Das Leasing ist eine Alternative zur bankfinanzierten Investition. Es ist heute in allen Bereichen der Wirtschaft verbreitet.

Wenn in der Praxis von Leasing gesprochen wird, handelt es sich meist um das Finanzierungsleasing.
Vereinfacht gesagt, ist Leasing eine Gebrauchsüberlassung gegen Entgelt – ähnlich einer Miete. Leasen können Sie nahezu alles – von der Telefonanlage bis zum Industriegebäude.  Dabei wird eine feste Mietzeit vereinbart, in welcher der Vertrag nicht gekündigt werden kann.
Anders als bei einem Bankkredit, bei dem Sie ein Objekt kaufen, bleibt beim Leasing der entsprechende Gegenstand während der gesamten Vertragsdauer im Eigentum der Leasinggesellschaft. Es gibt also eine Trennung zwischen Nutzung und dem Eigentum.

Aber Vorsicht: Obwohl Sie nicht Eigentümer des geleasten Gegenstandes sind, tragen Sie alle Risiken, die mit dem geleasten Objekt und seiner Nutzung verbunden sind. Auch für die Wartung und etwaige Reparaturen des Objektes ist in der Regel der Leasingnehmer zuständig.

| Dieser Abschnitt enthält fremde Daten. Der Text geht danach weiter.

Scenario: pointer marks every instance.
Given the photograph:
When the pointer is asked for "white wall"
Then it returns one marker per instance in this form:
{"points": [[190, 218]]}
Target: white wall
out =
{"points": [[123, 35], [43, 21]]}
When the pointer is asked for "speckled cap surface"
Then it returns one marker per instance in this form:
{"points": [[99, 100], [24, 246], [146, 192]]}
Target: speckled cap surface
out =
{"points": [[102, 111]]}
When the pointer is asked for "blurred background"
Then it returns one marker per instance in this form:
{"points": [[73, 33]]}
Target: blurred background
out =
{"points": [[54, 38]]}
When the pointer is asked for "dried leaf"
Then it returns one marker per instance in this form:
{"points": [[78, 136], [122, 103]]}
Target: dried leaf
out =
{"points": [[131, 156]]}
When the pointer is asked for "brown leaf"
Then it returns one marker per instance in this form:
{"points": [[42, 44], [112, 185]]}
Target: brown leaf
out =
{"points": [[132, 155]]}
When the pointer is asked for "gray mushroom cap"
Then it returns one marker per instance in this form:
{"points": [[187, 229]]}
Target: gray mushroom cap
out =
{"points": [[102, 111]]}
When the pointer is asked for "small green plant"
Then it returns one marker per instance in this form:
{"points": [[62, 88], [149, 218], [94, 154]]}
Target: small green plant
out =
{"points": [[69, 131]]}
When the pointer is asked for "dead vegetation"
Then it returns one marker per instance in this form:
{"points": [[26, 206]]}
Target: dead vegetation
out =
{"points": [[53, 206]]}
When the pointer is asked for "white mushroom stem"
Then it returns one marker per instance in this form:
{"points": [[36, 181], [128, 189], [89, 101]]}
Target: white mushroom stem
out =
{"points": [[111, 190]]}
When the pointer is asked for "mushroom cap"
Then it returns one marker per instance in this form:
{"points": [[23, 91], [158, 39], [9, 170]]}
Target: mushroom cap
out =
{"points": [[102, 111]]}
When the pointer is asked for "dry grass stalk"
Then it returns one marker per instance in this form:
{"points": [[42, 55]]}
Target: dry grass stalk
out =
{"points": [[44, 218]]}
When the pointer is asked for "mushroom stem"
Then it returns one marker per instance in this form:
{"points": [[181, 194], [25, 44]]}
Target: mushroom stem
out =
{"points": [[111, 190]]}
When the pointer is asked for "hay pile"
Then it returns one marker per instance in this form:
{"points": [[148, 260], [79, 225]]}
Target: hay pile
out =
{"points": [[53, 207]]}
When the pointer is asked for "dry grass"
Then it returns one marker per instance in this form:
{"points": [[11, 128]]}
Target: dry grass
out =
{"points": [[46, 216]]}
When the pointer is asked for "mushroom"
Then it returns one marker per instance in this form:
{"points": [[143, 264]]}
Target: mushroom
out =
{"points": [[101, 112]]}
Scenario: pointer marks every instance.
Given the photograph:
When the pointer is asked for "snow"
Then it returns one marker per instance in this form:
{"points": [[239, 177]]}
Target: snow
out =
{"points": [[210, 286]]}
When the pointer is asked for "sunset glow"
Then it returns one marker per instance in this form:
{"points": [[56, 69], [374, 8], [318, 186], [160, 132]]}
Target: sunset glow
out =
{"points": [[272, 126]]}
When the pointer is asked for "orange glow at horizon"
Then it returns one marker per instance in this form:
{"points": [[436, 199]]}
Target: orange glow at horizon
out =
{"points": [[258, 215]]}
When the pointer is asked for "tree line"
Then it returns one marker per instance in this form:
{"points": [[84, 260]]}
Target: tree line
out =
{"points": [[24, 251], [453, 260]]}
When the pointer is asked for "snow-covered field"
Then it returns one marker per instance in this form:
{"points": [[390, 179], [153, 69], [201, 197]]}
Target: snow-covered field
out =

Welche Vorteile bietet Leasing?

  • Anstelle einer einmaligen, hohen Zahlungsbelastung kommt es durch die Leasingraten zu einer Verteilung der Ausgaben auf einen längeren Zeitraum. Ziel: Diese Kosten aus den laufenden Erträgen zu decken.

  • Bei Leasing sind zudem kaum Sicherheiten erforderlich, weshalb die Finanzierung leichter oder überhaupt erst möglich wird. Je nach Leasingobjekt kann vom Leasinganbieter eine Depotzahlung verlangt werden. Dies entspricht dann einer Anzahlung und verringert somit die Höhe der Leasingrate.

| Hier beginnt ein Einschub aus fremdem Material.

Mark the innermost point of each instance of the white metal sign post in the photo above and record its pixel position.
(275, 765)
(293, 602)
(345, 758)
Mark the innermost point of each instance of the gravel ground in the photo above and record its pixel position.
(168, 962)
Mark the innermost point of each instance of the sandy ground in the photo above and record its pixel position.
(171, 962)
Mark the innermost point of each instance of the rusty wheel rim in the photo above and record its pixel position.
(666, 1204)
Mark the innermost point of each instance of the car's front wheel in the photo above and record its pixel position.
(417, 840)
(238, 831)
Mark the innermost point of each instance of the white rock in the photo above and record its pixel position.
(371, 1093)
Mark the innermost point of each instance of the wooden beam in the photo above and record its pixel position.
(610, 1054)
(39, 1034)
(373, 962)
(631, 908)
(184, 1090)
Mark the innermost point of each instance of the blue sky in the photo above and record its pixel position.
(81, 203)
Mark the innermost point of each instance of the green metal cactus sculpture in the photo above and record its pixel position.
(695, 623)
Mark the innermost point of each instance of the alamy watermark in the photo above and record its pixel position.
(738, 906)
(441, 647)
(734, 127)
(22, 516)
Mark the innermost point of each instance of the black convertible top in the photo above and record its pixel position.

  • Vorhandene Sicherheiten bleiben für weitere Finanzierungen verfügbar.
  • Es schont das Eigenkapital und erleichtert zusätzliche Kreditfinanzierungen.
  • Aufgrund der Marktstellung des Leasinggebers können teilweise auch Preisvorteile geboten werden, z. B. günstigere Versicherungsprämien bei Kfz-Leasing.

Mit welchen Nachteilen müssen Sie rechnen?

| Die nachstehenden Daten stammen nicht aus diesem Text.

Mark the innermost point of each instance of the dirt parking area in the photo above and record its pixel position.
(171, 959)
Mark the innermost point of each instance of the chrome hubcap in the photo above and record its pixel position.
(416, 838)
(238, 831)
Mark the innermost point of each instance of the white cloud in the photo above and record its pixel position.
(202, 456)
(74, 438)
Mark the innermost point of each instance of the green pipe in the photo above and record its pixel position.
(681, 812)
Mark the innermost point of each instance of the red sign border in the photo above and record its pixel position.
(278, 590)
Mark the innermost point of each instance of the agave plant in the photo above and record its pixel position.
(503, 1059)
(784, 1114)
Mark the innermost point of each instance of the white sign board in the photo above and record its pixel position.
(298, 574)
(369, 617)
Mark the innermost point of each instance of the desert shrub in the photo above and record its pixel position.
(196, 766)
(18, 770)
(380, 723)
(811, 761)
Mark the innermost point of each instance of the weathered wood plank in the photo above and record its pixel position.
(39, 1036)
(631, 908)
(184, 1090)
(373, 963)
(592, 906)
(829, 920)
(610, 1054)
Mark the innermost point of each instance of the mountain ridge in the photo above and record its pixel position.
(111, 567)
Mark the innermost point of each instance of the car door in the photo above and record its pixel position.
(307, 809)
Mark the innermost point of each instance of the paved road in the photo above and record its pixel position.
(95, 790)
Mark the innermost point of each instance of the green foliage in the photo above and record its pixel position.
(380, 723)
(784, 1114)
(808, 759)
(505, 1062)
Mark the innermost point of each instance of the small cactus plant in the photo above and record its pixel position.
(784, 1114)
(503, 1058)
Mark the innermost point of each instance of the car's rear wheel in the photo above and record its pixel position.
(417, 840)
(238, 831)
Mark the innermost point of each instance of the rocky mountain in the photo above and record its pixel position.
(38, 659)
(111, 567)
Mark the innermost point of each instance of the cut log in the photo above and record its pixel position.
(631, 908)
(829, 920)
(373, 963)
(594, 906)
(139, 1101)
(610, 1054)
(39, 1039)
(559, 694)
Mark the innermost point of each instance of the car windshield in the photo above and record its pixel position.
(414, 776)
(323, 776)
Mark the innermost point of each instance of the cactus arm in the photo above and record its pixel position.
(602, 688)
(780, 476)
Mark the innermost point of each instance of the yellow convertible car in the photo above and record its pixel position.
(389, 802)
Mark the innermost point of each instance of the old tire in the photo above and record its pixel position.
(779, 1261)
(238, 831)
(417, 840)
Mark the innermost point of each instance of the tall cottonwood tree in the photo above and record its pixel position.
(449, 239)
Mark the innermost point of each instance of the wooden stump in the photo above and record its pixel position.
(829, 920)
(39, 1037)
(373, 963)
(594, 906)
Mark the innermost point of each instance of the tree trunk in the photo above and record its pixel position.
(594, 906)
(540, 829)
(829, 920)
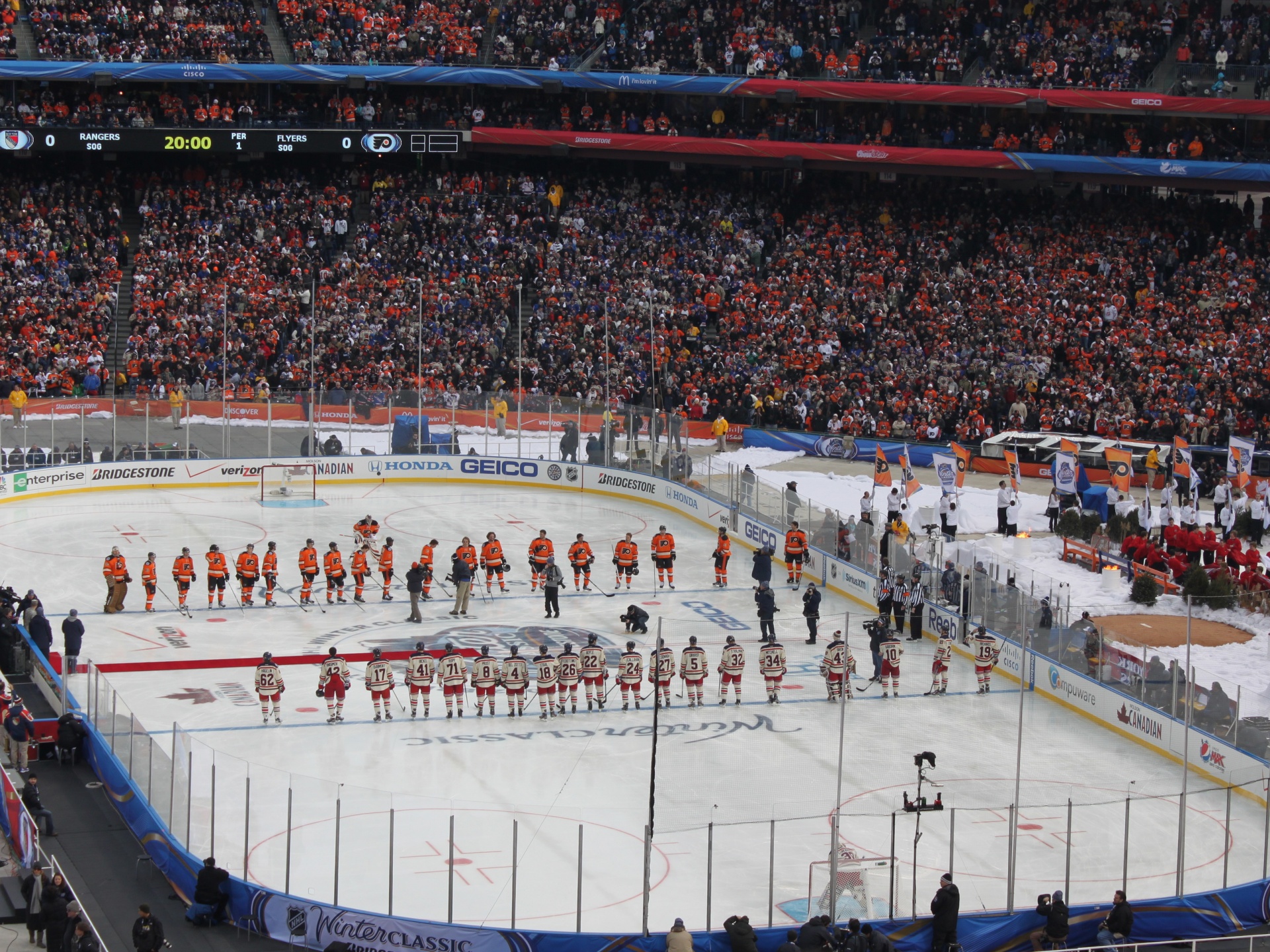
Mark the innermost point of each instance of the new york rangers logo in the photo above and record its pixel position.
(15, 140)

  • Der Leasing-Gegenstand geht nach Ablauf der Leasing-Zeit wieder an den Leasing-Geber
    zurück. Der Leasing-Nehmer hat nicht die Möglichkeit das Objekt bei eventueller Nichtnutzung zu verkaufen.

  • Leasing-Raten sind in der Regel höher als bei einem fremdfinanzierten Kauf des Leasingguts. Hinzu kommen laufende Kosten für Versicherungen, Reparaturen oder Instandhaltungsmaßnahmen.

  • Ein Leasing-Vertrag ist in der Regel unkündbar. Die Rate stellt somit einen Fixkostenblock dar.

  • Der Leasing-Geber kann den Vertrag fristlos kündigen, wenn der Leasing-Nehmer in Zahlungsverzug ist. Hinzu kommen evtl. auch noch Schadenersatzforderungen.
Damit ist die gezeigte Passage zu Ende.